Sleep is the best friend of depression and the latter makes the remaining waking hours unbelievably tedious. I can count the people I trust with my secretive life in one hand but in this intense dark night of the soul period, I am the only friend I can trust. The current inner work I’m in, believe me, requires such and no awakened soul walked this earth without enduring intense periods of self-purification and rebirth in solitude. How do awakened souls survive it? They survived by being piercingly honest with themselves.

It feels awkward telling a friend, “how do you move on from someone who will still be a part of your future because he has been central to a major angelic prophecy in your life?” Or even, “how do you reconcile with the fact you once fucked up and went against the angels’/guides’ counsel?” It’s even more painful to bear when you know you only saw the bigger chaos four years after losing what you held dear; what’s been constantly hounding you quietly about the past’s shallow victory has finally come to light and it doesn’t accept excuses for a band-aid fix this time.

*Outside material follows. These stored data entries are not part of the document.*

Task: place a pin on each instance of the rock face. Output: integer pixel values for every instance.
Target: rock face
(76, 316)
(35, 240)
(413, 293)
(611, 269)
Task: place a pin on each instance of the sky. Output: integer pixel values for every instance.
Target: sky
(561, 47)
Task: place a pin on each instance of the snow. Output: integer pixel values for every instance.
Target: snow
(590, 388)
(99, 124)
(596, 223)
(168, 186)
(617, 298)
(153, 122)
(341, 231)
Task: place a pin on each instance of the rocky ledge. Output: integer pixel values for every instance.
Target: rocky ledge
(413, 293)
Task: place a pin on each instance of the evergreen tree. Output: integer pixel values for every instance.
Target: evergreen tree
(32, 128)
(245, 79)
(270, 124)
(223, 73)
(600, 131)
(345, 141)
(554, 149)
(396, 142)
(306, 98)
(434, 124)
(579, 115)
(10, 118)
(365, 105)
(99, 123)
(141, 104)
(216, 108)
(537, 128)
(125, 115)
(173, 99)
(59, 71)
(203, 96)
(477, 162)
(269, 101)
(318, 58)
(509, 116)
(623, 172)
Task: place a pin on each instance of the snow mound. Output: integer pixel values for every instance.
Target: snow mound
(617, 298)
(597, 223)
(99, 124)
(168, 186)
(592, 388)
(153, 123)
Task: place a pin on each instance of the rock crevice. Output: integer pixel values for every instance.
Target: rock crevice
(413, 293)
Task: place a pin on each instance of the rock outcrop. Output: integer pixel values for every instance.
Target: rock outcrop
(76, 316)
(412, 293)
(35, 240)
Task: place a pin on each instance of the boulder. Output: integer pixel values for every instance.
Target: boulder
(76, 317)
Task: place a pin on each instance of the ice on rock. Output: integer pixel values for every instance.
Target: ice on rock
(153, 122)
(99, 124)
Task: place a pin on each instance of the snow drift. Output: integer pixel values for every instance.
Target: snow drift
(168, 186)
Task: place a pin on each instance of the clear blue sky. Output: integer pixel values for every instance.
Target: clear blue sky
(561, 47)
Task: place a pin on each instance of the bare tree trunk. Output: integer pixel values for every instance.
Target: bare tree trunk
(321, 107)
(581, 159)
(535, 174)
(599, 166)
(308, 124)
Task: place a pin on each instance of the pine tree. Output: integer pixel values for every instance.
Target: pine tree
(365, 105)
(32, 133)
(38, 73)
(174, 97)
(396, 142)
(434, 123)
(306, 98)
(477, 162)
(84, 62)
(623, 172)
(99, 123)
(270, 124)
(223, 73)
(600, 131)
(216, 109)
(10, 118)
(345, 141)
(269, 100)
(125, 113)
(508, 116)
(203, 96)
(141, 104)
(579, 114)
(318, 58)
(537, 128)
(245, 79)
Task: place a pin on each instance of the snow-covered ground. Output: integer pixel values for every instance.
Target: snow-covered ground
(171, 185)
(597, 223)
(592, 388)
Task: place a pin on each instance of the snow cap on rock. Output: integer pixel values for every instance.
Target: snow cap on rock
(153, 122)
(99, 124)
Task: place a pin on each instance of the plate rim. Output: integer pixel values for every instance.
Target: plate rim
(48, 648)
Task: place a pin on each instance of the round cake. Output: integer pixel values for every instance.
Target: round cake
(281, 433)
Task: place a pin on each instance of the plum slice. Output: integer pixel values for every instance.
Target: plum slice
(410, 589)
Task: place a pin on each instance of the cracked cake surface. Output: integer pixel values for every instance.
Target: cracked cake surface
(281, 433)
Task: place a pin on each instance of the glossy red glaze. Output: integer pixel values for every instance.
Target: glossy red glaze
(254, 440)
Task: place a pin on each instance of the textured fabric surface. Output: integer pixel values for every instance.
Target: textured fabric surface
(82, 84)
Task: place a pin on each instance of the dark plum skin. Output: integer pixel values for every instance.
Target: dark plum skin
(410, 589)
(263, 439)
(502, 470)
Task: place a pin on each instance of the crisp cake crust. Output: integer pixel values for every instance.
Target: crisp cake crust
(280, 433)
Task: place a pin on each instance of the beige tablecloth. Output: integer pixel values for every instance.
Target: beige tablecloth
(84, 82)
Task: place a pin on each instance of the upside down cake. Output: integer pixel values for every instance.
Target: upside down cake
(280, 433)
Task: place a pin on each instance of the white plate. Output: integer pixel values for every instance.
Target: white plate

The reason I am wading in the waters of depression is because I made shortcuts, lied to myself because I wanted to be “normal”, didn’t honor the calling of my heart because I wanted to be “normal”, defied my higher Self because I wanted to be “normal”, etc. Fuck normal.

When I cry out my pain, I do feel relief. And then it’s back to the doubting game of logic wins again and unknowingly taking apart the divine good structure of just letting it be.